The trainer has been passionate about international trade and financing, ensuring good outcomes for both the bank and its customers. He has experience of many industry sectors, international businesses, debt syndication, acquisition finance, and credit risk and debt recovery management. His principal specialism is trade and commodities financing. During his career, he was selected for a number of key roles involving complex problem identification, analysis and resolution, leading to reductions in risk and loss and improved processes and compliance.

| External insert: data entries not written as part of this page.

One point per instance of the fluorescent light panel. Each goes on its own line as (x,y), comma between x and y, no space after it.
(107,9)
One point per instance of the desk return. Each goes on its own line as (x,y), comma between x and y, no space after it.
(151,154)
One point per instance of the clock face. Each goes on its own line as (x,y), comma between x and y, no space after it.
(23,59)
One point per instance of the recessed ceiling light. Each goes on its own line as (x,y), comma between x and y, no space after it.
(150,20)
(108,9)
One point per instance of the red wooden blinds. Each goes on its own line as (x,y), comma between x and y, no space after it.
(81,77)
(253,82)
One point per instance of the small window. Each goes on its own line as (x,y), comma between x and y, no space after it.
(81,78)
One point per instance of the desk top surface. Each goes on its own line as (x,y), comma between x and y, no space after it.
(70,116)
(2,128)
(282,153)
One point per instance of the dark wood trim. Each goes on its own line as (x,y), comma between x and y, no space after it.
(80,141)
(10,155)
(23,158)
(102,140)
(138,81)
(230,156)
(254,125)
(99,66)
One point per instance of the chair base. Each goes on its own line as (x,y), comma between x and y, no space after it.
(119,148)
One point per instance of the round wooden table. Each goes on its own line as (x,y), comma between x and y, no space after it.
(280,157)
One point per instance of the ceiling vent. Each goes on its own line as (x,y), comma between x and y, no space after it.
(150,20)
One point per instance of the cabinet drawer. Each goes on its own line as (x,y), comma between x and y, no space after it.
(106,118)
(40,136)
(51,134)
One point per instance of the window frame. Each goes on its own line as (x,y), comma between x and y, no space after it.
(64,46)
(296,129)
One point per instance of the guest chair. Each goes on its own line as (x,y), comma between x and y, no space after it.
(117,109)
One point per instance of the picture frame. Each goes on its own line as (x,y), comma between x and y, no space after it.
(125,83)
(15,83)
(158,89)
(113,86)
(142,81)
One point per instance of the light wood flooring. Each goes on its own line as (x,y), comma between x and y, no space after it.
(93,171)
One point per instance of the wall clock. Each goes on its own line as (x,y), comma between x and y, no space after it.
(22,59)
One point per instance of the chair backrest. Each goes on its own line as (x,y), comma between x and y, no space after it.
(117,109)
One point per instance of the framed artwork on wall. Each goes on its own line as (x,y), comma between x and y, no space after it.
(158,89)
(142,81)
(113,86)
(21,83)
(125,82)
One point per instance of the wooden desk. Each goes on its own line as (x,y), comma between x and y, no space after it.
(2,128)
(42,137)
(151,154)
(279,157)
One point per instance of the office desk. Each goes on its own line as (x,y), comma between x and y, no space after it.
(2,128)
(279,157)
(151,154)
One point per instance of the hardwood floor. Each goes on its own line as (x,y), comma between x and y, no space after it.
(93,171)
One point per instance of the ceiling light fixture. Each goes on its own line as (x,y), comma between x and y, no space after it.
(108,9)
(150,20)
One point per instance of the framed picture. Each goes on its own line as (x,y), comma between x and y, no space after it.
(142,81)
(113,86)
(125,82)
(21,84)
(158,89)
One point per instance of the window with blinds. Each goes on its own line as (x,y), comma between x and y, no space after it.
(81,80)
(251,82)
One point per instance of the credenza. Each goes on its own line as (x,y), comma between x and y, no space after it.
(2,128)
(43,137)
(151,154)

During his first 16 years with the bank, the trainer undertook junior, then subsequently management roles in business, commercial and corporate banking. Then, in 1993, he became a divisional credit manager, working in that role until 1995. He assisted in the structuring of new business proposals and had credit approval responsibility for business lending in Kent and Sussex. He then spent five years as a senior business banking manager (Windsor and Slough) where he led a team of 16 managers and support staff, and was responsible for relationship management for the UK subsidiaries of overseas corporations. He moved into trade finance in 2000, in London, as a senior relationship manager, working with a team of specialist trade services managers and support staff. His team’s portfolio comprised around 80 different relationships.

In 2002 he was promoted to the role of senior corporate banking manager, a position he held until 2010. The role included responsibility for around 20 large relationships, where the turnover of the clients was up to £6 billion. The portfolio was predominantly trade intensive (import / export and commodities), with the business having overseas parent companies, or overseas operations. In this role the trainer had to liaise closely with specialist departments and was also involved in marketing the bank’s business products. He was also responsible for credit risk management aspects and it was, during this time, that the trainer began running training courses, initially on the subject of credit.

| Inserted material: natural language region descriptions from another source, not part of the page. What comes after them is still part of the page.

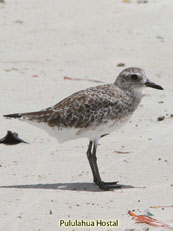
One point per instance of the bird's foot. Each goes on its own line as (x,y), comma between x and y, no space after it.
(106,186)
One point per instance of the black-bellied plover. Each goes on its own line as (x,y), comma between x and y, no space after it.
(93,113)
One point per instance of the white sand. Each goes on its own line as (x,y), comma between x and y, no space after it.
(82,38)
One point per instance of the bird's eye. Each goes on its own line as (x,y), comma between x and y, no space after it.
(134,77)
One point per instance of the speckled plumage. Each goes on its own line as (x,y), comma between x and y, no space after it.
(93,113)
(89,108)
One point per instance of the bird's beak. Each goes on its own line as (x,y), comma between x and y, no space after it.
(148,83)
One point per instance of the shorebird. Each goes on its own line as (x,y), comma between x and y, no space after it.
(93,113)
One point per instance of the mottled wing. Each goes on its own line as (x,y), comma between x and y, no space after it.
(86,108)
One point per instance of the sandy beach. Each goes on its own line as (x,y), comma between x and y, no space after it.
(44,182)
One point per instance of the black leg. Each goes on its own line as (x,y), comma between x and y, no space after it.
(91,154)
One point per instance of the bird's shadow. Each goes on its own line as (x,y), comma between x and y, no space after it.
(79,186)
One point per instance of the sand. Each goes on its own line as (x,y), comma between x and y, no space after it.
(43,181)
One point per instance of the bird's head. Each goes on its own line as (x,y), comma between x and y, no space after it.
(134,78)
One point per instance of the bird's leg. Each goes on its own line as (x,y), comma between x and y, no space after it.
(93,163)
(90,159)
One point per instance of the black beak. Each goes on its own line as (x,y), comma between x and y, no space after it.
(153,85)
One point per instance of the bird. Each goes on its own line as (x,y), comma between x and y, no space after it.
(93,113)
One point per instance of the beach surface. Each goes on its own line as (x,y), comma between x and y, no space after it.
(43,182)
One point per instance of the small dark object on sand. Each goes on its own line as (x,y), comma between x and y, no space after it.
(11,138)
(160,118)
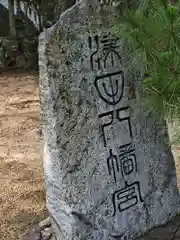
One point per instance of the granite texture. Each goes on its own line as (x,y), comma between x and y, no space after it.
(109,174)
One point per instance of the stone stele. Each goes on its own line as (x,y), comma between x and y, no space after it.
(109,174)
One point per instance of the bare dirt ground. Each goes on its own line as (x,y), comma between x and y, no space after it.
(22,199)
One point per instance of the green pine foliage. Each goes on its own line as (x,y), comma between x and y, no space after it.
(151,30)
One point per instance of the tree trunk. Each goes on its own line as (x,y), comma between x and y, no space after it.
(18,7)
(40,22)
(12,18)
(26,13)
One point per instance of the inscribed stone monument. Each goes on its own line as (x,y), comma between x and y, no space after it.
(109,174)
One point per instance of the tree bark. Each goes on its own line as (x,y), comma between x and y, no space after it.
(12,18)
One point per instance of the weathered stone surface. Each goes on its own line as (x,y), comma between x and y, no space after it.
(46,234)
(45,223)
(32,235)
(109,174)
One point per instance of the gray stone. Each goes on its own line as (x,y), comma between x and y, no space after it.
(45,223)
(109,172)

The trainer spent his final seven years at HSBC (2010-17) as a senior portfolio risk manager at the Trade UK department in London. His roles there included:

  • overseeing the UK commercial segment’s trade portfolio, monitoring general performance and quality assurance;
  • providing expert advice to sales managers, credit officers and other stakeholders on debt structuring and the use of appropriate products;
  • developing analytical and monitoring models to support increased facilities or to identify adverse trends;
  • assisting corporate recovery managers in minimizing potential losses due to debt exposure or from an operational perspective; and
  • delivering trade finance training courses to stakeholders (in debt structuring and products).

In 2014 The trainer was awarded a Certificate in Trade Based Financial Crime Compliance, further to completing a course and passing an exam run by Manchester University Business School.

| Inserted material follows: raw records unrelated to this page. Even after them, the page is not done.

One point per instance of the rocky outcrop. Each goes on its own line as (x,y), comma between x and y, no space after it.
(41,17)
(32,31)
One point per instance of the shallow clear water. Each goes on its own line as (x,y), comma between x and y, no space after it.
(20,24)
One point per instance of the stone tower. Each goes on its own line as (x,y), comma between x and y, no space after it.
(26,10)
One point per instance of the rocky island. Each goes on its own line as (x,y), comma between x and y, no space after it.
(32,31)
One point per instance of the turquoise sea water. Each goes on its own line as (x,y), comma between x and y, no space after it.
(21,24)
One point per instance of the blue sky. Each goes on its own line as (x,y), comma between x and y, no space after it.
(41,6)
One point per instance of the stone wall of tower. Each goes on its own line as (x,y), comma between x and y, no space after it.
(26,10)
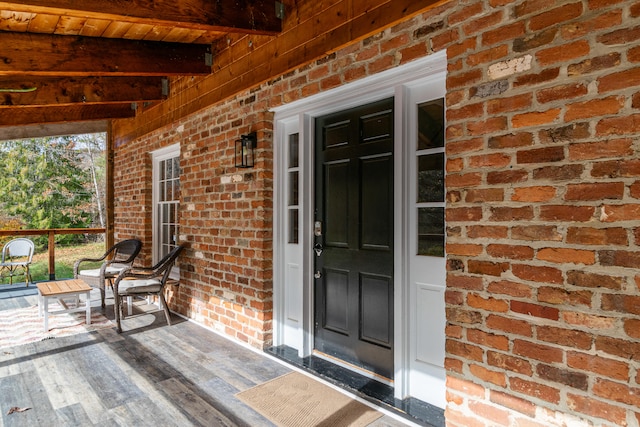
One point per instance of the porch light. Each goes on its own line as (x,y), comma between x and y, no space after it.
(245,147)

Despite increasing movement to unstructured open account trading, there is still a place for Trade Finance, and, in particular, Letters of Credit which are widely used by small and medium sized enterprises, in the import and export of goods and services.

This 1-day course will provide a firm foundation to participants new to the workings of Letters of Credit, as well as reinforcing and consolidating the knowledge of those participants who already have some general Trade Finance experience, through a better understanding of the nature and mechanics of Letters of Credit.

Included in the course are practical sections covering documentation, the regulatory environment and the implications of Financial Crime Compliance. These include the various International Chamber of Commerce (ICC) rules and practices and a high-level oversight into anti-money laundering (AML), Countering the Financing of Terrorism (CFT) and Sanctions considerations.

The course will use case studies and interactive class discussions, encourage delegates to question and test their knowledge at each stage of the course

  • The case studies and mentimeters were great! They were a chance to test what I was learning and my understanding of the content.
  • There were a good use of interactives, and availability to ask direct questions when the arose.